2 : Nos difficultés.
Le pouvoir s’éloigne du maire et du Conseil Municipal suite à
l’intercommunalité et aux restrictions financières. L’intercommunalité
est indispensable pour les transports, la collecte des déchets, la
gestion de l’eau... Ces transferts sont-ils efficaces ? Toutes
les voiries sont passées à la Métropole : rues, venelles… De mur à mur
: trottoir, éclairage, barrières… et en même temps les finances
correspondantes : matériels, équipements…Il en résulte des difficultés.
Par ex pour boucher un trou d’une rue, autrefois c’était fait
dans la semaine. Maintenant les démarches sont plus longues… Les prix
augmentent ainsi que les délais. Il nous reste malgré tout la
possibilité de travailler avec les communes voisines comme nous le
faisions autrefois. Par ex pour la cantine scolaire avec 4 villages
voisins, pour les activités périscolaires… Nous organisons un festival
de piano avec Grabels et.Juvignac. Cela crée des liens forts.
Une autre difficulté : l’évolution de la législation et de
l’administration : lois, arrêtés, circulaires d’application parfois
contradictoires. Il y a bien des services qui nous aident mais
l’analyse de textes longs prend du temps et nécessite des compétences.
On parle toujours de simplification mais pour l’instant on ne voit rien
venir ! L’administration compétente impose des prises de position aux
politiques ! L’administration est de plus en plus prégnante, rigide à
tous les niveaux. On ouvre le parapluie et on applique le texte à la
lettre ! Ex : c’est la commune qui levait l’impôt. Le maire pouvait
agir. De nos jours la taxe professionnelle a été supprimée, de même
pour la taxe d’habitation. L’autonomie financière des communes
disparaît peu à peu. Si le Sénat dit qu’il faut la maintenir le
gouvernement remet en question l’autonomie des communes. On va vers une
dotation qui crée une rupture entre les actions politiques de la
municipalité et les habitants. Les élus vont devenir des
administrateurs !
Malgré la perte d’autonomie, la perte de
pouvoir, la perte de moyens le rôle du maire et des élus reste un
engagement exaltant : dans un village on connaît tout le monde, les
relations humaines sont riches.
Quelques autres considérations :
-
Un maire ne peut rien faire en un mandat : le moindre projet demande 5
à 6 ans de préparation. Ainsi nous travaillons à l'Agriparc depuis 15
ans !
- Nous avons un devoir de transmission : penser au futur.
-
Nous croyons à la démocratie participative qui devrait permettre de
s’exprimer à ceux qui ne le font pas habituellement
- Les maires peuvent défendre leurs convictions : allez voter, ne perdez pas ce droit.
Débat
X : pourquoi les maires deviennent des administrateurs ?
RC
: autrefois ce sont les maires qui avaient la compétencepour les PLU
(Plans Locaux d'Urbanisme).Maintenant c'est la Métropole qui détient ce
droit! La commune de Lavérune a 1 voix ! La ville a le pouvoir car ils
sont plus nombreux! Il faut se battre... Le pouvoir de lever l'impôt
s'est réduit et nous fait prendre le risque de perdre le lien avec la
population.
X : quel impact sur le rôle du 1er magistrat chargé de la justice ?
RC
: « il n'y a pas de justice, il n'y a que des lois ».La justice
s'applique à partir de textes.Reste l'esprit de la loi. Ex : si on a
refusé un permis de construire à quelqu'un il parle d'injustice. On
argumente, on parle de zone inondable, on fait référence du plan local
d'urbanisme. mais on peut l'aider à trouver un logement social.

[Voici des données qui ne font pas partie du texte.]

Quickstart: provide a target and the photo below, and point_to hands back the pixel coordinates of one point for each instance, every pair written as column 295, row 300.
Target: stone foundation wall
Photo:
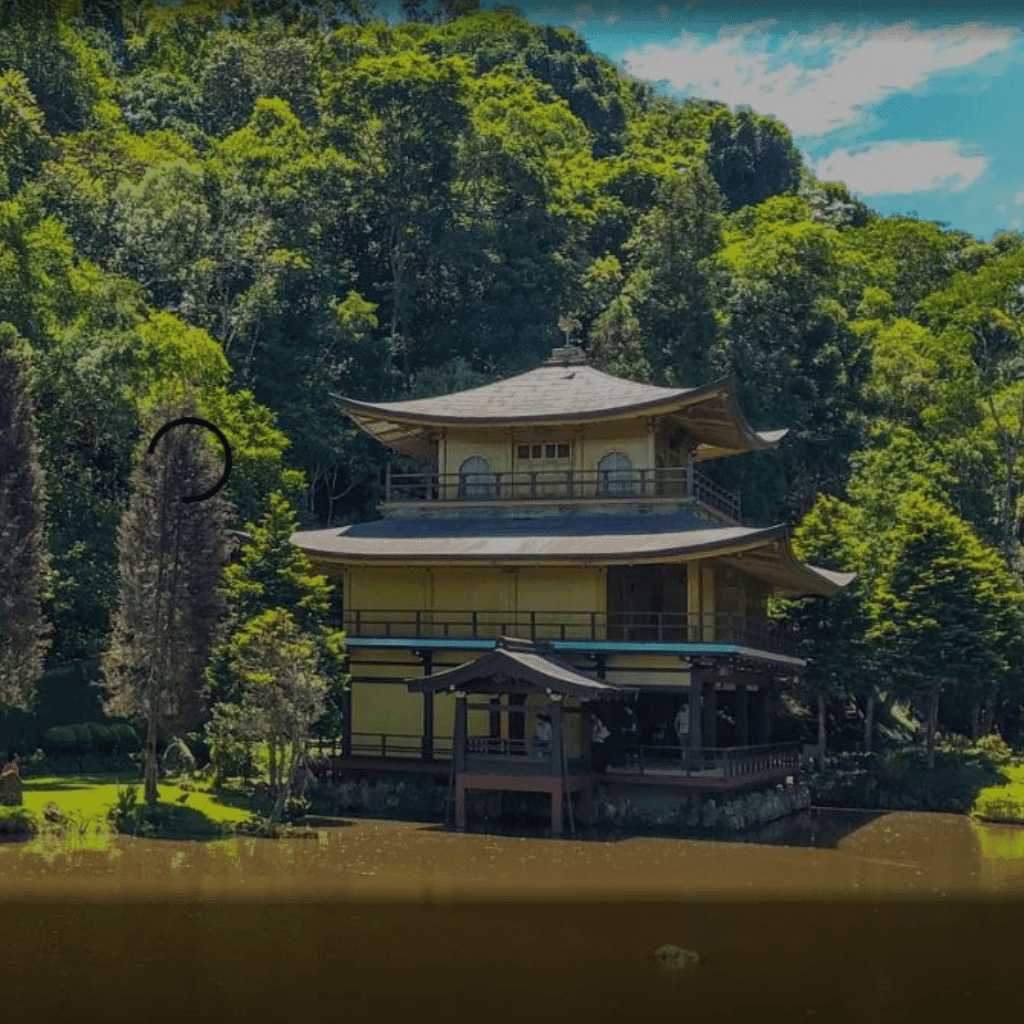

X : Vous étes un commune viticole : quelle est votre position quand on traite les vignes à 10, 50 ou 100 m des habitations ?
RC
: on peut prendre un arrêté inapplicable!Je ne l'ai pas fait. A
Lavérune il y a peu de terres cultivables près des habitations. Comment
trouver une solution qui satisfasse les personnes qui souffrent et les
agriculteurs ? Supprimer les produits dangereux ? Ils vont en chercher
en Espagne !
X : il y a un lobby pour le Rondup sauf dans les
vignes. Autrefois on passait le cheval. C'est un problème d'écologie
fondamentale.
RC : depuis le 1/1/2017 les collectivités n'ont plus
le droit d'utiliser des pesticides dans les lieux publics (cimetière,
terrains de sport...) et nous le faisons. Pour les particuliers c'est
depuis le 1/1/19 mais ce n'est pas respecté. Il y a une action de
sensibilisation à mener.
RC : le maire va t'il disparaître ?
RC
: je ne pense pas.C'est la même chose pour les communes. Nous sommes
passé de 36 000 communes à 34 000 car certaines ont fusionné. Mais la
population est très attachée à sa commune. Le maire reste très apprécié
dans les sondages. Il a un rôle de proximité.
X : je suis heureux
d'entendre cela mais y a t'il toujours des candidats ? C'est très
exigeant ! J'entendais qu'un maire avait dû se déranger la nuit pour
s'occuper de moutons sortis de leur enclos !
RC : 50 % des maires
ne se représenteraient pas ! Certains en font leur profession, pour
d'autres c'est une mission, un service. A Lavérune il ya 23 personnes
au Conseil Municipal : 12 hommes et 11 femmes. Leur nombre est
proportionnel au nombre d'habitants.
X : à quel niveau situez
vous le bien commun ? Celui de la commune ou de la région ? Pour qu'il
y ait accueil il faut du travail, des entreprises en sachant qu'il y a
des groupes financiers derrière. Quelles décisions prenez vous ?
RC
: le bien commun dépasse la commune. Par ex pour la protection de
l'environnement, les espaces agricoles ou naturels... C'est une
démarche collective au niveau de la Métropole. Il nous reste la
possibilité de microréalisations locales difficiles à gérer au plan
national. En matière d'accueil des populations on laisse faire ! IElles
vont s'installer ailleurs où c'est moins cher. L'autoroute A 750 a
provoqué le dévelppement de Gignac, de Clermont l'Hérault ! Nous
travaillons pour que la politique soit le mieux adaptée : ainsi un de
mes prédecesseurs a permis l'installation des Café Vabre sur notre
commune et leur a accordé des avantages pendant 5 ans. De même nous
sommes pour le télétravail pour que les gens vivent mieux.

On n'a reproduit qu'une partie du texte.